IT’S a common complaint that, aside from pubs, there’s little to do in Enniskillen after 6pm. However, according to local cafe owners, there’s no appetite for an evening coffee culture in the town.
A recent initiative in Derry has seen cafes in the city centre organise a rota system to ensure there is at least one cafe open until at least 10pm every day. The Walled City Open Coffee project has been an instant success, proving a big hit among locals and tourists, with musicians even playing in the cafes, creating an vibrant yet alcohol-free social scene.
So, could a similar scheme work in Enniskillen? One local business leader said she loved the idea, however local cafe owners were less enthusiastic.
Noelle McAloon, manager of Enniskillen BID, said the initiative would fit their business plan to enhance the local “twilight economy.”
“One of the things we did when we were doing the business plan was talk to everyone. There was certainly an element of getting more people into town after 5pm. That whole twilight economy,” she said.
“Bars and restaurants were busy on a Friday and Saturday night, but it was about trying to encourage people in during the week. So something like that would be one, achievable, and two, would have immediate benefit, and three, BID would be able to support that.”

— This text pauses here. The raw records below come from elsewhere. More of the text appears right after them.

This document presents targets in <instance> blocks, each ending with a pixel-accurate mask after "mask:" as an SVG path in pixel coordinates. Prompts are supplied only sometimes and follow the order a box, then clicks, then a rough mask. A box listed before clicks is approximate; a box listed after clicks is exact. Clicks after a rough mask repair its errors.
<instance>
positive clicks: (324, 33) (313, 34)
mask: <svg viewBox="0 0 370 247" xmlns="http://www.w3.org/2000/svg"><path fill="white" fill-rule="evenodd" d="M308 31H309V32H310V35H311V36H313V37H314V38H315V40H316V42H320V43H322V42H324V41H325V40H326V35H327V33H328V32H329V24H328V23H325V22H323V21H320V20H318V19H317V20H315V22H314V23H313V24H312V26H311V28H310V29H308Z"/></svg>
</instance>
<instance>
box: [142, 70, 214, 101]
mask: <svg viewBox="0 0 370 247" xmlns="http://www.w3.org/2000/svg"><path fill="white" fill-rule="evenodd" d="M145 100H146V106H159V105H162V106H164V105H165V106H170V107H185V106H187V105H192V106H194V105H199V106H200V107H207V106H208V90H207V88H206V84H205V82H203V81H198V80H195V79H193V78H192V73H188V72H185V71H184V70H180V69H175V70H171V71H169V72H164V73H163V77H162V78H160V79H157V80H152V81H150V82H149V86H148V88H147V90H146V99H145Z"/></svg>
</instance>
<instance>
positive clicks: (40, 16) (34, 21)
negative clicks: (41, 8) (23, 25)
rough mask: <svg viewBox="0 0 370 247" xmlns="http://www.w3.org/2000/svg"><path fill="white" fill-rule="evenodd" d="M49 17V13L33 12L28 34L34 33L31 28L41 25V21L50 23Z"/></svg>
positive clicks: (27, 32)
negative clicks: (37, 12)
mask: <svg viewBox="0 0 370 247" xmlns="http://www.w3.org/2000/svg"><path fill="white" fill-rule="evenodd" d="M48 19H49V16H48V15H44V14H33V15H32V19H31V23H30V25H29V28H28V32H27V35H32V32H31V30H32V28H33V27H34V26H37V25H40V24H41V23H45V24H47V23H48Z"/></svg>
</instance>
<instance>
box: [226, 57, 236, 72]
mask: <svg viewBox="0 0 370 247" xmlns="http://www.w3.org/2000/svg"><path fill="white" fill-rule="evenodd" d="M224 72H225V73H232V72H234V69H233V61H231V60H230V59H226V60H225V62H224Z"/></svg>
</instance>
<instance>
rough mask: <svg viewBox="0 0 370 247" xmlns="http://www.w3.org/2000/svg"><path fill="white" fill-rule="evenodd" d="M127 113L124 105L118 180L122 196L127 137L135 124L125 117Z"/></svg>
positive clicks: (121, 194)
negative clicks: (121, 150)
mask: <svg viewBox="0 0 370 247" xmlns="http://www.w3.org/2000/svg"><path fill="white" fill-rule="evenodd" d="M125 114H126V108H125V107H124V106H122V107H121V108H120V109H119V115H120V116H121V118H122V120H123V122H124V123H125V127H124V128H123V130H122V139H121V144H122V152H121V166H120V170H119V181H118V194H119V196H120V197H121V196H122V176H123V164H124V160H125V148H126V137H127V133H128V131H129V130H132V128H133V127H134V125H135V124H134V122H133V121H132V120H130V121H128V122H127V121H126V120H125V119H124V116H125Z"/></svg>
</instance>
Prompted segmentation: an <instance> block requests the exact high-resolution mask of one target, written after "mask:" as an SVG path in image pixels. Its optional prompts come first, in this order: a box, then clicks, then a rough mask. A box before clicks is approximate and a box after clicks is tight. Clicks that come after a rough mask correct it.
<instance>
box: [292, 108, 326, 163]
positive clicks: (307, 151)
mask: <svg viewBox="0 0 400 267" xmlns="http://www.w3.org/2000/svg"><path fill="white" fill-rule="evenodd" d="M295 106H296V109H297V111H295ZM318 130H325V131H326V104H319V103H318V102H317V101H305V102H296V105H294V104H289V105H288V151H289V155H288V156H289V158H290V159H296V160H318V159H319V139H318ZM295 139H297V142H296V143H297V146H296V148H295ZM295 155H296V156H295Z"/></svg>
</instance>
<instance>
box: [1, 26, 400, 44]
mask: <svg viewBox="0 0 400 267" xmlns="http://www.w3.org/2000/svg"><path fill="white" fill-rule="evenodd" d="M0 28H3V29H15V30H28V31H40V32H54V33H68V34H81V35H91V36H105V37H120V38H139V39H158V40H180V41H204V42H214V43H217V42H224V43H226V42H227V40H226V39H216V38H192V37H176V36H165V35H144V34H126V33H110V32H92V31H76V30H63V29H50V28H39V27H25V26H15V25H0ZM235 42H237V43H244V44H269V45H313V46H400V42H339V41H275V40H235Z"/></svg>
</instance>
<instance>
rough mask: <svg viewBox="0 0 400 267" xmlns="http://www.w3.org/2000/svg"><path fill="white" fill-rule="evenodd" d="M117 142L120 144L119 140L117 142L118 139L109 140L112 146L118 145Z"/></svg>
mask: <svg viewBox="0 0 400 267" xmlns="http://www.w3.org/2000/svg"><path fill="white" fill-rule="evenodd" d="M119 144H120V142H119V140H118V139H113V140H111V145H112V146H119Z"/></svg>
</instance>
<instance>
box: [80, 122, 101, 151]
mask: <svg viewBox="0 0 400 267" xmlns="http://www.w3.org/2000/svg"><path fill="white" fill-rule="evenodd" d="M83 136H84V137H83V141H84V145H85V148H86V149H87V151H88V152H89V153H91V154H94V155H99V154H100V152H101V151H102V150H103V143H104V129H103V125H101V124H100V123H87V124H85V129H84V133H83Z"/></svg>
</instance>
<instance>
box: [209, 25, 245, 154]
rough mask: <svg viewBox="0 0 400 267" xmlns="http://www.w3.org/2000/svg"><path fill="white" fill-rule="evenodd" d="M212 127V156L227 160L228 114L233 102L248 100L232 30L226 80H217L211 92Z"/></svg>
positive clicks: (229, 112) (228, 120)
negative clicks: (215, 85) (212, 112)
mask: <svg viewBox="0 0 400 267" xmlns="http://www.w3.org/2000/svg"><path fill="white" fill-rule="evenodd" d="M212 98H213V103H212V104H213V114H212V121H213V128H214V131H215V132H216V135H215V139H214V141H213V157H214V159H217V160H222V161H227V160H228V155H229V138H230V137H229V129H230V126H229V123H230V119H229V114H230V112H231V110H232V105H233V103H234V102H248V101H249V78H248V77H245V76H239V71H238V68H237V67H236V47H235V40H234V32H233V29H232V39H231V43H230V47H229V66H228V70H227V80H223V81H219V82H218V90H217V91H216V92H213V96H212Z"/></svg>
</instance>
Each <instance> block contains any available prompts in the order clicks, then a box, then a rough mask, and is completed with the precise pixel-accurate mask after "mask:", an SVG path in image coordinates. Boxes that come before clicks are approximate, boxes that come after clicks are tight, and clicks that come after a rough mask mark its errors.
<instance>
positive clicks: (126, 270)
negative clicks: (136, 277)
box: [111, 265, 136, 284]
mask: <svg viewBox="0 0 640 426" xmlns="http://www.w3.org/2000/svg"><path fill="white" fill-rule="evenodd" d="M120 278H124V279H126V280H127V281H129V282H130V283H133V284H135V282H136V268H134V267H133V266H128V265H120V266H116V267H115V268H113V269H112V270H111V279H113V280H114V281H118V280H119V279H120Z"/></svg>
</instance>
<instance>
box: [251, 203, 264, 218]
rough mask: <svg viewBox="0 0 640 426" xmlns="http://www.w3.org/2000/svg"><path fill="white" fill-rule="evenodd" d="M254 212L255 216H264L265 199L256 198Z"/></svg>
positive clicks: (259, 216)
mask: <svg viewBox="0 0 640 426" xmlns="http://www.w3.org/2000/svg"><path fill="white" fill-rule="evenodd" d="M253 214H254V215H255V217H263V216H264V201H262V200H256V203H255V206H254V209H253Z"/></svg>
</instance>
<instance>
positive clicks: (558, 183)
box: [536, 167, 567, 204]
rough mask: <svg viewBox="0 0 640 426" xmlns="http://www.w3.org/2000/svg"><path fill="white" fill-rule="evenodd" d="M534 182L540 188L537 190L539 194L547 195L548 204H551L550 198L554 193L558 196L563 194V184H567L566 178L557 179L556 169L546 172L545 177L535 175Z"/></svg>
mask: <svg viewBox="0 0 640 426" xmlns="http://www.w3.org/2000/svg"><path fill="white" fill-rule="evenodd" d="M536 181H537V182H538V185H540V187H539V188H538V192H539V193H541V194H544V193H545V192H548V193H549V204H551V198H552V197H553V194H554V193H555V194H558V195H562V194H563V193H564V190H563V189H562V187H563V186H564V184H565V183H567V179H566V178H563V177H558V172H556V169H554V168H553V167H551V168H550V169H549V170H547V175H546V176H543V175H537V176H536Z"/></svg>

However, the two local cafe proprietors the Herald spoke to said such an initiative just wouldn’t be practical for one simple reason – the people of Enniskillen are early risers.

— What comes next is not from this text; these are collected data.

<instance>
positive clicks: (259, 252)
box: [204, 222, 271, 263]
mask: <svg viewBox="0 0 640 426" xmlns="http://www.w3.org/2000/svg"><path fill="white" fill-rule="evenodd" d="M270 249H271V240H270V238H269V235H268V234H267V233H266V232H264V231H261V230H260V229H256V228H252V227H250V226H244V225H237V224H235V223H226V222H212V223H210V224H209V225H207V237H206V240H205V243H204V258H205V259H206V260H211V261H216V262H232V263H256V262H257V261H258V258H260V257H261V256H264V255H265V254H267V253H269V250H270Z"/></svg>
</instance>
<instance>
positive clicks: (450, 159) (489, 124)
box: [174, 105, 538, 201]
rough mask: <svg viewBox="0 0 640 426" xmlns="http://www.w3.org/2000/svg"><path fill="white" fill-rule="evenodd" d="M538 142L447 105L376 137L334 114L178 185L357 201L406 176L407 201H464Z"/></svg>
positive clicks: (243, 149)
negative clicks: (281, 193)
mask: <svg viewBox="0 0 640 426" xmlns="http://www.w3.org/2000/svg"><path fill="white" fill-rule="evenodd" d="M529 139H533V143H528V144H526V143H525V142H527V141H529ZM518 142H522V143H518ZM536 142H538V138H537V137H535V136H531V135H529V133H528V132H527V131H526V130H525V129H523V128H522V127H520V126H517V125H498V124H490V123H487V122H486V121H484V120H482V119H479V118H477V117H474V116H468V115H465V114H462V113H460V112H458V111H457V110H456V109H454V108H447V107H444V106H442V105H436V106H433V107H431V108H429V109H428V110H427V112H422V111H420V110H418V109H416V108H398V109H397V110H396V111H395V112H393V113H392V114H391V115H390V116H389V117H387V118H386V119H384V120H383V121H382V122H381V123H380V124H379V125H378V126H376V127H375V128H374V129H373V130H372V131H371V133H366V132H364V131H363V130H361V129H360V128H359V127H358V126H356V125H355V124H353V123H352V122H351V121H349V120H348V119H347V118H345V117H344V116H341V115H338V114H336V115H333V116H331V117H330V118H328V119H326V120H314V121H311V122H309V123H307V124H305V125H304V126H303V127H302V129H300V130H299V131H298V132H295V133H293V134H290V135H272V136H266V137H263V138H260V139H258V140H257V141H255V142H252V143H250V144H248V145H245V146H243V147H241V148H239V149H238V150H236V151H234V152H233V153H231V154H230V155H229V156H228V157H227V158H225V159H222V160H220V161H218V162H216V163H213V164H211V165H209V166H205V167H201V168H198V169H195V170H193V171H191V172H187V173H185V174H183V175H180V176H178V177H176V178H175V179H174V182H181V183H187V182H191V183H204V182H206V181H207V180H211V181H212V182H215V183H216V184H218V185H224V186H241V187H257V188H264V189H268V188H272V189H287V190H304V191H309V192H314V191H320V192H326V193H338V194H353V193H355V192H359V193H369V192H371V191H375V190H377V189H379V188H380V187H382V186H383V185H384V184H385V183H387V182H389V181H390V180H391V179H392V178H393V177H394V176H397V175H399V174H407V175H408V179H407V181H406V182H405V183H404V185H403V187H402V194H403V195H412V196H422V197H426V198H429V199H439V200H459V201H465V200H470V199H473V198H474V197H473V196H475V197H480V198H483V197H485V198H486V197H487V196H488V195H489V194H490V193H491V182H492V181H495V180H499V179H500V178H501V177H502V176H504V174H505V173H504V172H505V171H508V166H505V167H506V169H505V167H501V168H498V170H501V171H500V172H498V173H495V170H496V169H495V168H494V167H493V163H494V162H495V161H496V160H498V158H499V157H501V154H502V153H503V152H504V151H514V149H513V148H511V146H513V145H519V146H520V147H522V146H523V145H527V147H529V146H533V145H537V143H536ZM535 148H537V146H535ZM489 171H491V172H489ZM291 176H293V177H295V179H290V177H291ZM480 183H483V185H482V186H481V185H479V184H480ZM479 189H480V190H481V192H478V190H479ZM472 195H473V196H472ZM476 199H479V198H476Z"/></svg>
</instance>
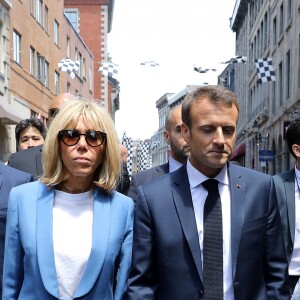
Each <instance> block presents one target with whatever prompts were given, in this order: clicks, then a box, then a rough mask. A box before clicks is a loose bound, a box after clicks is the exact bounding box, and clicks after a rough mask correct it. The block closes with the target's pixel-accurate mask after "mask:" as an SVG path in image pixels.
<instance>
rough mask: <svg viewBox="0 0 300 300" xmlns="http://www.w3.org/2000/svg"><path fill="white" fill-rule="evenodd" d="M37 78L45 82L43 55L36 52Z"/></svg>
mask: <svg viewBox="0 0 300 300" xmlns="http://www.w3.org/2000/svg"><path fill="white" fill-rule="evenodd" d="M37 80H38V81H40V82H42V83H43V84H44V83H45V56H42V55H40V54H39V53H37Z"/></svg>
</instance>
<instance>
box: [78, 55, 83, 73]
mask: <svg viewBox="0 0 300 300" xmlns="http://www.w3.org/2000/svg"><path fill="white" fill-rule="evenodd" d="M78 58H79V59H78V60H79V63H80V65H79V70H78V72H77V74H78V73H79V74H78V75H79V77H80V78H82V65H83V63H82V54H81V53H80V52H79V57H78Z"/></svg>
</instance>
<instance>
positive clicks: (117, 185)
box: [116, 144, 130, 196]
mask: <svg viewBox="0 0 300 300" xmlns="http://www.w3.org/2000/svg"><path fill="white" fill-rule="evenodd" d="M120 151H121V174H120V179H119V182H118V184H117V187H116V191H118V192H120V193H122V194H123V195H126V196H127V195H128V192H129V188H130V177H129V172H128V169H127V160H128V149H127V148H126V146H125V145H123V144H120Z"/></svg>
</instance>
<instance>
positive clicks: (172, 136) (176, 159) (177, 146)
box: [128, 104, 190, 201]
mask: <svg viewBox="0 0 300 300" xmlns="http://www.w3.org/2000/svg"><path fill="white" fill-rule="evenodd" d="M181 124H182V119H181V104H179V105H177V106H175V107H173V108H172V109H171V110H170V111H169V112H168V114H167V116H166V121H165V130H164V139H165V141H166V143H167V144H168V145H169V147H170V156H169V160H168V162H167V163H165V164H162V165H159V166H156V167H153V168H151V169H148V170H145V171H142V172H140V173H137V174H133V175H132V177H131V183H130V189H129V192H128V196H129V197H131V198H132V199H133V200H134V201H137V193H138V187H139V186H140V185H142V184H144V183H146V182H148V181H151V180H153V179H155V178H157V177H160V176H162V175H165V174H168V173H170V172H173V171H175V170H177V169H178V168H179V167H181V165H182V164H184V163H185V162H186V160H187V158H188V156H189V153H190V147H189V145H188V144H187V143H186V142H185V141H184V139H183V136H182V134H181Z"/></svg>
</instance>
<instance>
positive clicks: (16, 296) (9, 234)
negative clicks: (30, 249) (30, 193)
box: [2, 189, 23, 300]
mask: <svg viewBox="0 0 300 300" xmlns="http://www.w3.org/2000/svg"><path fill="white" fill-rule="evenodd" d="M18 215H19V213H18V202H17V197H16V195H15V193H14V189H12V191H11V193H10V196H9V201H8V210H7V223H6V236H5V252H4V268H3V295H2V297H3V298H2V299H3V300H8V299H9V300H13V299H18V295H19V292H20V289H21V286H22V282H23V267H22V266H23V262H22V260H23V249H22V245H21V240H20V236H19V224H18V219H19V217H18Z"/></svg>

Hazel Johnston from the Jolly Sandwich said her staff began working as early as 4am, and the coffee shop opened around 6.30am.
“I know it’s a good idea, and we have been asked and sometimes we do have private functions in the evening, but we are wrecked,” said Ms Johnston.

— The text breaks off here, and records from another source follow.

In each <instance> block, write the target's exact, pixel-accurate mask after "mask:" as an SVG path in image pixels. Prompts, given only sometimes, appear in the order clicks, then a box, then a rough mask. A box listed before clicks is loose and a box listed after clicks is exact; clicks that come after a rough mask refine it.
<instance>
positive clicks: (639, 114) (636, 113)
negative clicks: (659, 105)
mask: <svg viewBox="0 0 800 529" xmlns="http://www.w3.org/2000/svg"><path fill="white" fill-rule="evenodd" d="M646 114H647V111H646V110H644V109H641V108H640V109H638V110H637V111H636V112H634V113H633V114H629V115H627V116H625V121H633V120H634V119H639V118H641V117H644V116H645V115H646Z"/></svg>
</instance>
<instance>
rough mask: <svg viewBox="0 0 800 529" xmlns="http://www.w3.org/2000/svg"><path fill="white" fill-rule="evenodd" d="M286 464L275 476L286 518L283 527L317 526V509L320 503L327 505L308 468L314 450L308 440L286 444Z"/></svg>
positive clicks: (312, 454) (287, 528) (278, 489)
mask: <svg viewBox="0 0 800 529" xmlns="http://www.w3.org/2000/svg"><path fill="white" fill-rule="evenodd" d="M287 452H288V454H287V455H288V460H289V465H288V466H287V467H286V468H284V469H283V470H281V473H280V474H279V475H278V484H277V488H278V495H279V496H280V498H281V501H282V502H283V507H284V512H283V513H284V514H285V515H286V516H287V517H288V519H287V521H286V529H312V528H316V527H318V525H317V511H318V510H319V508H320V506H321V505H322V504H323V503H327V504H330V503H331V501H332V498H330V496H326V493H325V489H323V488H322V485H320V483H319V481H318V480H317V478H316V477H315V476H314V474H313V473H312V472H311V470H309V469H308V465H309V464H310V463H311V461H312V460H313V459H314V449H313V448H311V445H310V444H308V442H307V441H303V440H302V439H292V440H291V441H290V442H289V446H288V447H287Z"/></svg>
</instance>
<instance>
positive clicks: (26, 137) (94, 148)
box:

She added: “We have stayed open later in the evening on a couple of occasions, but it’s actually been dead. Even with the late night shopping at Christmas, people are shopping and it’s not worth it.”
Sharon Morrison from Rebecca’s Cafe at the Buttermarket said they too baked their own produce and therefore started work very early in the morning, which would make it difficult to get staff to work later in the evening.
“At the moment it’s not a situation we’d get ourselves to do, but that is not to say that in future I wouldn’t do it,” she said.